James O'Brien 10am - 1pm
10 February 2025, 10:59 | Updated: 10 February 2025, 11:23
A father who stabbed his teenage daughter to death in the kitchen of the family home during a "play fight" has been sentenced to a minimum of 15 years in jail for her murder.
Simon Vickers, 50, was found guilty of murder by a jury at Teesside Crown Court in January following the death of his 14-year-old daughter, Scarlett.
The court heard how Mr Vickers stabbed his daughter through the heart in July last year.
He had given several different accounts of what happened in the seconds before he plunged a kitchen knife 11cm into his daughter Scarlett's chest at their home in Darlington.
After Vickers was sentenced, the Crown Prosecution Service said exactly what happened may never be known.
Despite claims her death was an accident, a jury took just 13 hours and 21 minutes to convict him of murder by a majority of 10-2, rather than the less serious alternative of manslaughter, or to clear him.
Sentencing Simon Vickers, Mr Justice Cotter said: "Scarlett was just 14, a normal, healthy girl with a long life ahead of her when it was cut short by you.
"She died in the kitchen of her own home within minutes of having been stabbed," he continued.
"It went from an ordinary, happy family Friday night to tragedy within seconds due to what must have been your loss of temper.
"There is no other plausible explanation. You have never given a truthful explanation of what happened."
During sentencing, the defendant's team told how Scarlett's mother continued to support the defendant despite the murder conviction.
Read more: Father guilty of murdering daughter, 14, after he stabbed her in the heart during family play-fight
The prosecution also told the court how Mr Vickers had previously slashed a man in the face when he was younger.
Mark McKone KC, prosecuting, said Vickers had a conviction for wounding with intent in 1993 when he was 19, slashing a man across the face with a Stanley knife.
He was sentenced to two years' detention for the attack.
Christopher Atkinson, Head of the Complex Casework Unit for CPS North East, said: "It is difficult to understand what motivated Simon Vickers to take the life of his daughter, Scarlett.
"In the absence of any plausible explanation on his part, we may never fully understand the circumstances which led to her tragic death.
"What is abundantly clear is that the account provided by Simon Vickers was wholly inconsistent with the forensic evidence in this case.
="Crucially, the medical expert we instructed to examine Scarlett's injuries made it clear that they could only have been caused had the knife been firmly gripped as it made contact."
Nicholas Lumley KC, defending, said: "Each of those left behind by Scarlett have been left serving life sentences of their own from which none of them will ever be free."
He added: "Sarah Hall (Scarlett's mother) remains resolute in her belief that the father of her only child did not intend Scarlett any harm and his parents are of the same view.
"None can believe that he will now be known as Scarlett's murderer."
During the trial, Home Office pathologist Dr Jennifer Bolton explained to the jury that the way the knife went into Scarlett's chest meant it must have been held in a hand, with force.

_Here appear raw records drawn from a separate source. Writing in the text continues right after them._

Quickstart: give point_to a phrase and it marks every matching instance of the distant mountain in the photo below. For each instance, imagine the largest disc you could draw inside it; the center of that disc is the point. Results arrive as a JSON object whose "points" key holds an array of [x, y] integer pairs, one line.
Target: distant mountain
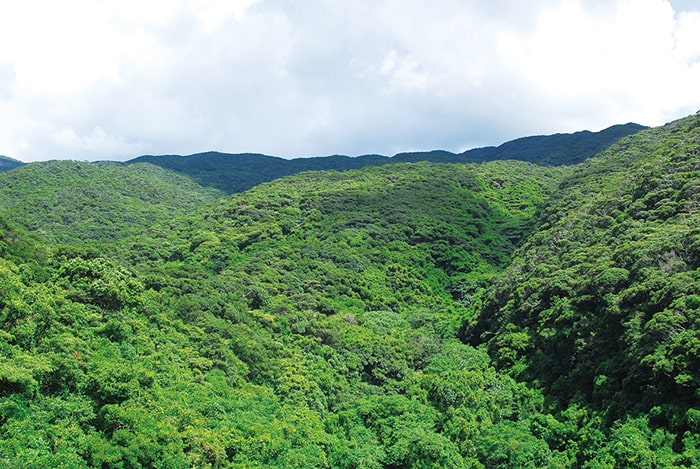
{"points": [[552, 150], [70, 201], [7, 163], [234, 173]]}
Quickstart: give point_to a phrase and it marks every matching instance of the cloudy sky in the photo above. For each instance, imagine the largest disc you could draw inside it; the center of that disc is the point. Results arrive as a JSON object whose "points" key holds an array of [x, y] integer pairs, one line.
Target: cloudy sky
{"points": [[114, 79]]}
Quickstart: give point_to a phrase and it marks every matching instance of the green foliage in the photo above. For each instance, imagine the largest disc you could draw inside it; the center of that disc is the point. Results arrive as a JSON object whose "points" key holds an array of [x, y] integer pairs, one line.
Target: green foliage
{"points": [[314, 321], [601, 304], [240, 172], [69, 201]]}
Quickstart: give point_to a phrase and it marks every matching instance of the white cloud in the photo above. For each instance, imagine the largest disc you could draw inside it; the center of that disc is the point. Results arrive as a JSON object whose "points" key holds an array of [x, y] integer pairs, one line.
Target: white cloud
{"points": [[112, 79]]}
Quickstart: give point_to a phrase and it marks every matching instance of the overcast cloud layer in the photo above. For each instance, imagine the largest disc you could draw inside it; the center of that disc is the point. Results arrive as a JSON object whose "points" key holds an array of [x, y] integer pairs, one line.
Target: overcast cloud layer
{"points": [[114, 79]]}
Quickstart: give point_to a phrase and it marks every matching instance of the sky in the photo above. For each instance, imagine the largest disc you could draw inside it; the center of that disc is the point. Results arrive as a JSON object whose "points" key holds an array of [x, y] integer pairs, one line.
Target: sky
{"points": [[115, 79]]}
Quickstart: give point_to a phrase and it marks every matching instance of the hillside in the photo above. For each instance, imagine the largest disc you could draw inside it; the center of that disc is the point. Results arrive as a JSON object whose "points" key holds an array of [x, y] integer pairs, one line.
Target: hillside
{"points": [[234, 173], [68, 201], [7, 164], [497, 315]]}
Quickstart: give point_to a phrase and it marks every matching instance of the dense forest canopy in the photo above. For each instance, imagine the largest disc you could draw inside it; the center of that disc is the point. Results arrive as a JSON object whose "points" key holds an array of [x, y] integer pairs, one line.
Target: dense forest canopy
{"points": [[501, 314], [234, 173]]}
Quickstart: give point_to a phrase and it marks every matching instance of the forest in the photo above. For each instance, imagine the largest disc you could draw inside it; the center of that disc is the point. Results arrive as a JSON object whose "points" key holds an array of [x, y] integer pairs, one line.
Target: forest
{"points": [[418, 314]]}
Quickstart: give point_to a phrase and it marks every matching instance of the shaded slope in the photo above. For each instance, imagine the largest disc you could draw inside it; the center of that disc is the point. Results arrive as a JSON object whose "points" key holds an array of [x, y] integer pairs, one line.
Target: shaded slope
{"points": [[441, 226], [77, 201], [7, 164], [602, 304], [238, 172]]}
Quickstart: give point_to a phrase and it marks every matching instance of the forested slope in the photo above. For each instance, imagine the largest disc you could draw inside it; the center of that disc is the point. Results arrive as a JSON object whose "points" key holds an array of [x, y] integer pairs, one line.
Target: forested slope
{"points": [[70, 201], [7, 164], [315, 321]]}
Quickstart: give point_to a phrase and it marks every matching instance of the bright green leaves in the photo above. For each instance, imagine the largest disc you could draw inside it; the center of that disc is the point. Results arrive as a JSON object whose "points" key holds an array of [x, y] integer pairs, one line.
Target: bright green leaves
{"points": [[99, 282]]}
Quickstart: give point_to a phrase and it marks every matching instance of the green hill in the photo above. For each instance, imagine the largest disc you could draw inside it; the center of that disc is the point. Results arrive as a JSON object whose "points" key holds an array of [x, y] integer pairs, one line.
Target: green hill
{"points": [[501, 314], [234, 173], [602, 304], [78, 201]]}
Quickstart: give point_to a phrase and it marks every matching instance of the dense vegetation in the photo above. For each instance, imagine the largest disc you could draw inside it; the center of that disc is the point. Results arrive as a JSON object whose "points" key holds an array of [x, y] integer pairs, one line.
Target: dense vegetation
{"points": [[69, 201], [315, 321], [237, 173], [602, 305], [7, 164]]}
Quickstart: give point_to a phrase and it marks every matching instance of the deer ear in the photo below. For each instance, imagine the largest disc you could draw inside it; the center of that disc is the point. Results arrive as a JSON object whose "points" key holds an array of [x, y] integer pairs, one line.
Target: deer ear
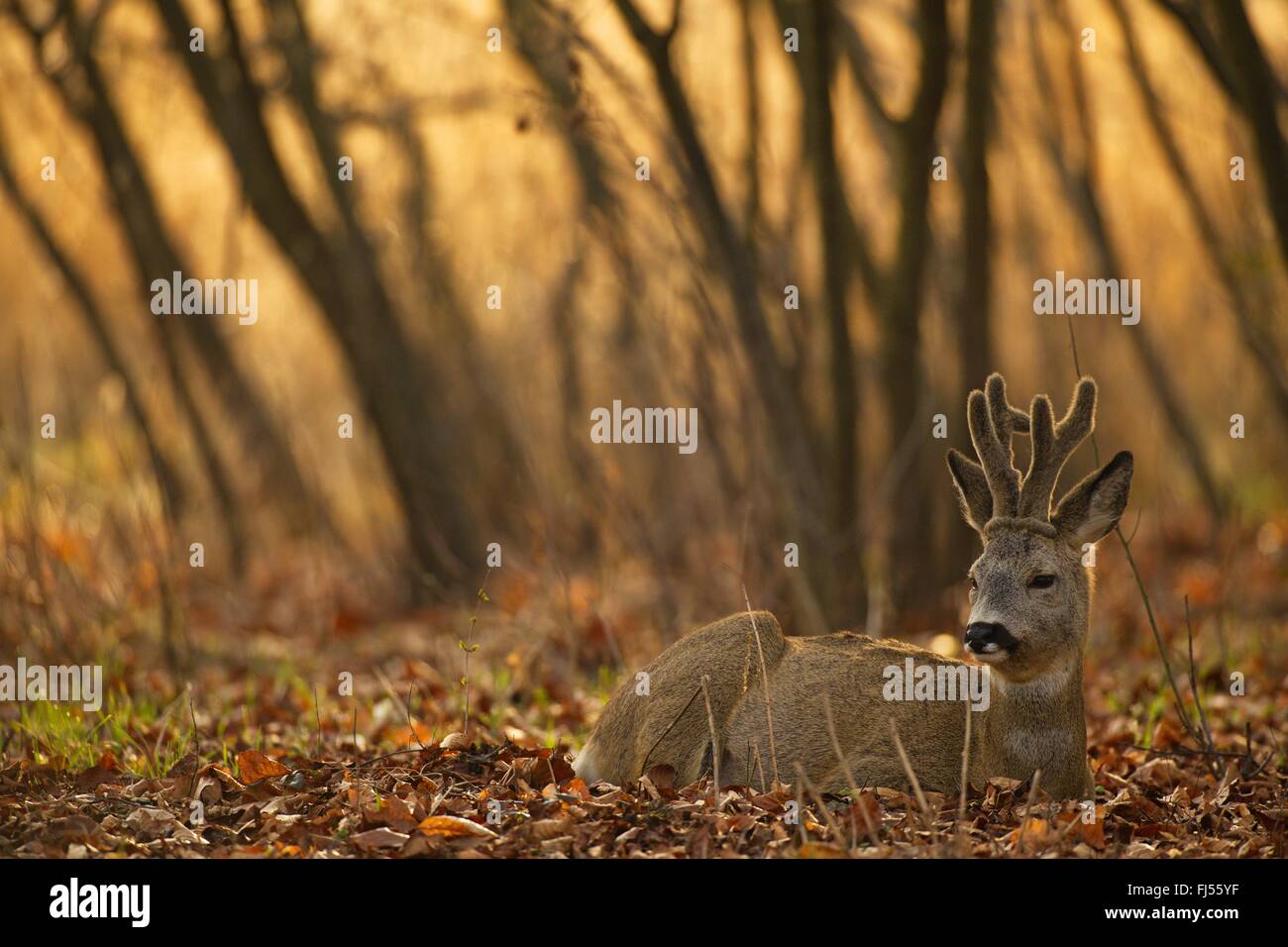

In his closing speech Mr McKone said the prosecution accepted that Vickers was "devastated" and loved his daughter.
But the blow could not have been caused by it being accidentally swiped across a work surface and so deeply into her body.
Before the jury was sent out to consider their verdicts, Mr McKone said: "If you accept that Mr Vickers has lied about how Scarlett was killed, this must be because he has something important to cover up.
"This suggests that he does not have a truthful account which he considers to be innocent for you to even consider.
"In other words, Mr Vickers has not got an innocent explanation for wounding Scarlett when the knife was held in Mr. Vickers' hand."